Though not flashy, Leighton "makes the saves he needs to, and he brings confidence to our team," defenseman Matt Carle said. "From talking to him, it seems he was never given the opportunity at other places. He came in here and just ran with it, and things turned around with our team - and it started with him."
"From what he's shown here, he could be a No. 1 goalie," veteran right winger Arron Asham said. "For him to be placed on waivers, it's a little surprising, but sometimes all it takes is a boot in the butt to get you going."
Tweaked his game
Leighton grew up about three hours outside Toronto, rooted for the Maple Leafs, and idolized "any goalie who played," especially Curtis Joseph and Grant Fuhr. His odyssey toward the NHL started in 1999, when the Chicago Blackhawks drafted him in the sixth round.
Soft-spoken and laid back, he is not taking his starting role — or even his roster spot — for granted. He still refers to himself as the team's No. 3 goalie and realizes Emery has a more distinguished past. Emery led Ottawa to the Stanley Cup Finals in 2007, which makes him the odds-on favorite to regain the starting spot, perhaps as early as today in Washington.
"My mind-set was to come here and back up [Boucher] for a little bit, and then go down and play at Adirondack [the Flyers' AHL farm team] and just try to play as many games as I can and play well and see what happens next year," Leighton said. "Boosh got hurt, and it gave me the opportunity, and I guess so far it's worked out."
Leighton said Reese had "tweaked" his game. Fearful of tipping off opposing snipers, the goalie and coach didn't want to go into specifics other than to say Leighton has altered some of his techniques.
"I won't go into detail, but when he got here, things weren't going that great for him in Carolina, so he was open to a few suggestions ... to simplify his game and make it easier," Reese said. "The thing is, when you start tweaking, you have to have success right away, or you're not going to believe in them. And the good news is, he did."
In addition to the minor changes, there is a more elementary reason for Leighton's transformation: The increased playing time has kept him sharper and boosted his confidence.
Another factor: For the most part, the Flyers have had a territorial edge with their aggressive two-player forecheck.
"I'm playing good, and the team is playing great," Leighton said. "They've been unbelievable. It's usually tight in the first period or so, and then all I have to do is make a couple of saves, and it seems like the team responds in the second period and usually has an outbreak of goals."

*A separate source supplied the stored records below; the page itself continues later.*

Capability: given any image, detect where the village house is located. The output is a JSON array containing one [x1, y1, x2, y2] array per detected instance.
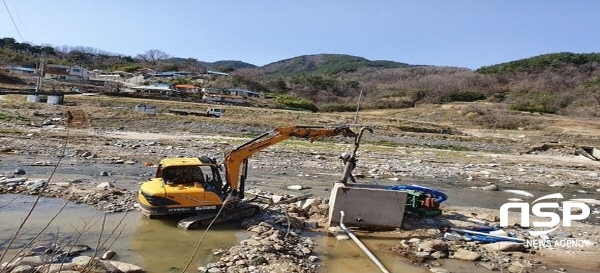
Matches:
[[131, 83, 177, 96], [3, 66, 37, 76], [44, 64, 90, 81], [227, 88, 260, 98], [175, 84, 200, 94]]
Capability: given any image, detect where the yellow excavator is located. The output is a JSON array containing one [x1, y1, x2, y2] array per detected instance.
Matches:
[[138, 126, 357, 229]]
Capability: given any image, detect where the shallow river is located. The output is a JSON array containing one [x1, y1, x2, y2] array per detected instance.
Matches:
[[0, 154, 600, 273]]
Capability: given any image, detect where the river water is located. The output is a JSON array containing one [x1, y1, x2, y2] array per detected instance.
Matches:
[[0, 154, 600, 273], [0, 194, 434, 273]]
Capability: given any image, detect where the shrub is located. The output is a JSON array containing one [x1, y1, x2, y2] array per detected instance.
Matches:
[[441, 91, 485, 103], [275, 95, 319, 112], [319, 103, 356, 112]]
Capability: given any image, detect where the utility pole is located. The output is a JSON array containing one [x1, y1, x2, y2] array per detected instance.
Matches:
[[35, 52, 46, 94], [354, 89, 362, 124]]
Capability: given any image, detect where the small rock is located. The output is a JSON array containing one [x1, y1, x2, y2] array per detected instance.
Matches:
[[96, 182, 115, 190], [477, 262, 498, 271], [482, 242, 525, 252], [479, 213, 500, 222], [453, 248, 481, 261], [481, 184, 500, 191], [100, 250, 117, 260], [417, 240, 448, 252]]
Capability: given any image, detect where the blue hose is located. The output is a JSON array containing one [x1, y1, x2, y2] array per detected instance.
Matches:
[[387, 185, 448, 203]]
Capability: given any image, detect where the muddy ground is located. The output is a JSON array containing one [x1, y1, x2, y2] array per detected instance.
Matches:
[[0, 93, 600, 272]]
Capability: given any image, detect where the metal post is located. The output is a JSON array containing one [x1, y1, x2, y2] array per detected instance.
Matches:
[[354, 89, 362, 124]]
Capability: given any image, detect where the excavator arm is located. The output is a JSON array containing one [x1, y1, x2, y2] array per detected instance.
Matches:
[[223, 126, 357, 198]]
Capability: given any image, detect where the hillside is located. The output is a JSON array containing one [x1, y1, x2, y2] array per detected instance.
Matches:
[[0, 35, 600, 117]]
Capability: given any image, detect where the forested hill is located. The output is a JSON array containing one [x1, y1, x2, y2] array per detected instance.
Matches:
[[0, 38, 600, 116]]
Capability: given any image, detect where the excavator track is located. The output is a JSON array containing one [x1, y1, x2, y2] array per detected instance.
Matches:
[[177, 202, 260, 230]]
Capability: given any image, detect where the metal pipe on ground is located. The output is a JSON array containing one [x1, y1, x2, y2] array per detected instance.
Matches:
[[446, 227, 525, 243], [340, 210, 389, 273]]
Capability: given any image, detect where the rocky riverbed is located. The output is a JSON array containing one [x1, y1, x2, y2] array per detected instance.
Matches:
[[0, 108, 600, 272]]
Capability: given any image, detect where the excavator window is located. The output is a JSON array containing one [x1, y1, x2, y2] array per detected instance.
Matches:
[[162, 166, 205, 185]]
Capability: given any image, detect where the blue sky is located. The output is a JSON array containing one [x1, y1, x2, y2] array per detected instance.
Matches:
[[0, 0, 600, 69]]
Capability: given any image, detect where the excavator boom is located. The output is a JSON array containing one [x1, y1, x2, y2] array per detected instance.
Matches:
[[225, 126, 357, 198]]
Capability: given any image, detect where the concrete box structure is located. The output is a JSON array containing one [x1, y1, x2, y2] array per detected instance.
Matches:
[[329, 183, 407, 228]]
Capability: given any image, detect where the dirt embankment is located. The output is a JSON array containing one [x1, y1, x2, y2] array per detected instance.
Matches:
[[0, 94, 600, 272]]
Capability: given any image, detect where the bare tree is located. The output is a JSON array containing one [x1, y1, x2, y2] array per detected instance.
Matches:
[[136, 49, 170, 67]]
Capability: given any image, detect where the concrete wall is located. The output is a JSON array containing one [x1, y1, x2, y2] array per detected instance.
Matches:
[[329, 183, 407, 228]]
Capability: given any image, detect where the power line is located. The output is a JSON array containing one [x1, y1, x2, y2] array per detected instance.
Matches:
[[2, 0, 24, 42]]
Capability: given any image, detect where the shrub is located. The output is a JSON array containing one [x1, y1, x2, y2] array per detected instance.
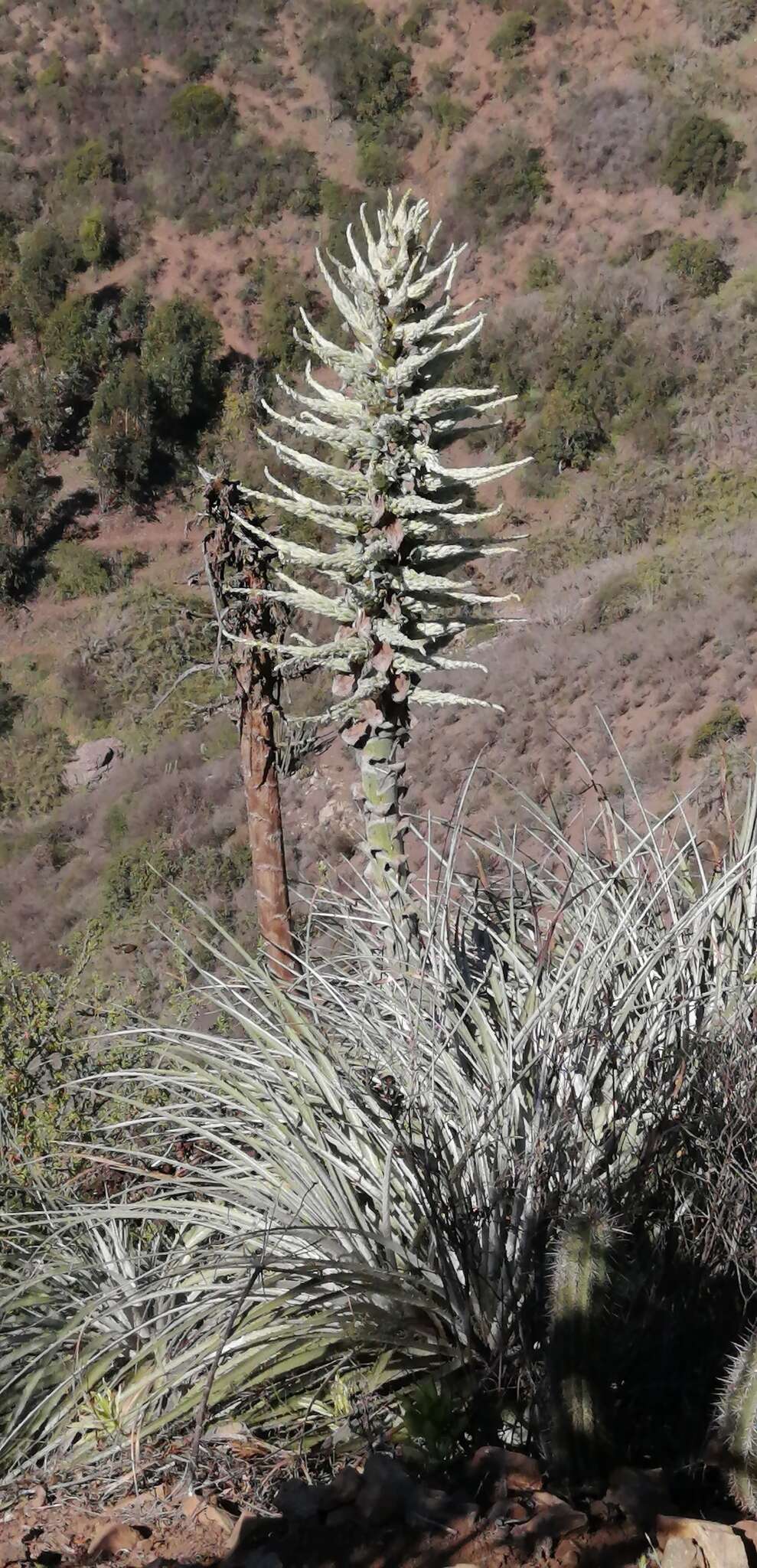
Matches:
[[141, 295, 221, 420], [489, 11, 536, 60], [169, 83, 229, 141], [688, 699, 746, 760], [63, 136, 113, 190], [78, 207, 118, 266], [0, 704, 70, 820], [251, 141, 321, 223], [357, 126, 404, 190], [679, 0, 757, 44], [525, 251, 563, 289], [456, 130, 550, 240], [582, 570, 639, 632], [11, 223, 73, 335], [42, 295, 113, 397], [88, 354, 154, 505], [0, 799, 757, 1480], [47, 540, 111, 599], [667, 235, 730, 298], [555, 83, 667, 191], [660, 115, 746, 196], [426, 93, 471, 139]]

In early December, Leighton cleared waivers and was sent to AHL Albany. He later was claimed on reentry waivers by the Flyers, who are responsible for $300,000 of his $600,000 salary.

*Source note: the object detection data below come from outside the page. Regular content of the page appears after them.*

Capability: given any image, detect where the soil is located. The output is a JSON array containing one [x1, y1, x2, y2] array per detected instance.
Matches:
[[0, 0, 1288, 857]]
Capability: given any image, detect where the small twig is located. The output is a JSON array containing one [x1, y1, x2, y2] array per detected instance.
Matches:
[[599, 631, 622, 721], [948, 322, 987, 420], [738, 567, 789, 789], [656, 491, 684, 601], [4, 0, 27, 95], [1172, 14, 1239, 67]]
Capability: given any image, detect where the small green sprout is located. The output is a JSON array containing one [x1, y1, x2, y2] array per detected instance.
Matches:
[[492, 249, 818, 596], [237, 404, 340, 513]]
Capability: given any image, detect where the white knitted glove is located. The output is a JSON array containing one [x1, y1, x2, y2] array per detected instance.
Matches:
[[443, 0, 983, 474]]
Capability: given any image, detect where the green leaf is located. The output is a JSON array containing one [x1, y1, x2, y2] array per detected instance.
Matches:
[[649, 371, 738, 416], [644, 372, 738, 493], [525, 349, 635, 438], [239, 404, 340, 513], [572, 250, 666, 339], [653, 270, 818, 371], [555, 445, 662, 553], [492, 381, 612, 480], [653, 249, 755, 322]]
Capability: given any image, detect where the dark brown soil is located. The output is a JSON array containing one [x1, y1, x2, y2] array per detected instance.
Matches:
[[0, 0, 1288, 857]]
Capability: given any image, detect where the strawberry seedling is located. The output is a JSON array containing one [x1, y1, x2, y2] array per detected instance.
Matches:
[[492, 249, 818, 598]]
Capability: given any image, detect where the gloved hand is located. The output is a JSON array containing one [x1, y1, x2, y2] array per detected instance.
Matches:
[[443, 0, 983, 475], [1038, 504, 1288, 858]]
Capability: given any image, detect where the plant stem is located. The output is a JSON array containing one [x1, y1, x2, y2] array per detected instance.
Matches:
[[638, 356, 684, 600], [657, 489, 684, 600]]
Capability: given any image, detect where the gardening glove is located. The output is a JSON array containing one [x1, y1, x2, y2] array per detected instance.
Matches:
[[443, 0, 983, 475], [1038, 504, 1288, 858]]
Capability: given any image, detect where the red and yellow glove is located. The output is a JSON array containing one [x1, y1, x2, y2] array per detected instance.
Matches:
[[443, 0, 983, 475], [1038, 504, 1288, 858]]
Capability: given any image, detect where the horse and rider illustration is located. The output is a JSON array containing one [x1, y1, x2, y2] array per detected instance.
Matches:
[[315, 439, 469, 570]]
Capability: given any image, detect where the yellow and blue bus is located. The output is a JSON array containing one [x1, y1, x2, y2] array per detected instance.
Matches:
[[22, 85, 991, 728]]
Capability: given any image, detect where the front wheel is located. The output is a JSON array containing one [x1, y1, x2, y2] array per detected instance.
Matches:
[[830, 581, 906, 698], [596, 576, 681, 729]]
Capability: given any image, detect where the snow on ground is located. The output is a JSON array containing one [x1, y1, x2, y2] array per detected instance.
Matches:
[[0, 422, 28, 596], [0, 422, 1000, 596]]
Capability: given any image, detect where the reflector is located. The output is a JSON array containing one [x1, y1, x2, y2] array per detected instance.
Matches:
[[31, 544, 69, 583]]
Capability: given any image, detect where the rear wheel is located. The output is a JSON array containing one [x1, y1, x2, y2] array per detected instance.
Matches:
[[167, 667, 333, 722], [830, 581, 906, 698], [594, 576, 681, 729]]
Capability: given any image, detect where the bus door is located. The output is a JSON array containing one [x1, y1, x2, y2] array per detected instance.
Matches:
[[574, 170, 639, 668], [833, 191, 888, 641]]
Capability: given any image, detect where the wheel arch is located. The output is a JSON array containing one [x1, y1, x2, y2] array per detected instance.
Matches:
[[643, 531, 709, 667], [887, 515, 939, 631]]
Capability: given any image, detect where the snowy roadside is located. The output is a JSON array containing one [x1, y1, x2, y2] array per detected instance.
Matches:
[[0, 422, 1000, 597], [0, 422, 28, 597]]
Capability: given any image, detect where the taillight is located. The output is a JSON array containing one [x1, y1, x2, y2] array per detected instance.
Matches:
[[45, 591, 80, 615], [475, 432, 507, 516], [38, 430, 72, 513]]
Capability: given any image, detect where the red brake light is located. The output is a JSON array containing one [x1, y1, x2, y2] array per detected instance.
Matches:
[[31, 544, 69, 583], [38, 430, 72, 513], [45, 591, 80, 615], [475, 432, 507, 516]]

In other words, he is the NHL's version of a Kmart blue-light special.
"I'm happy the way things went, and obviously I couldn't ask for anything better than right now," Leighton said.
Even when Carolina demoted him, Leighton never considered hanging up his mask.
"I'm 28 years old, and I'm still too young to call it quits," he said. "I probably would have gone to Europe after this year for a couple years to make some money and call it quits after that."
The experience he has gained over the years - from coaches and other goalies while playing in parts of his six NHL seasons - has made him better than when he was briefly with the Flyers in 2006-07. That was before he was the odd man out in a goalie trio that included Robert Esche and Antero Niittymaki.
"All you have to do is take bits and pieces from everybody," Leighton said, "and get the best of it and go from there."
And put up with a few blisters along the way.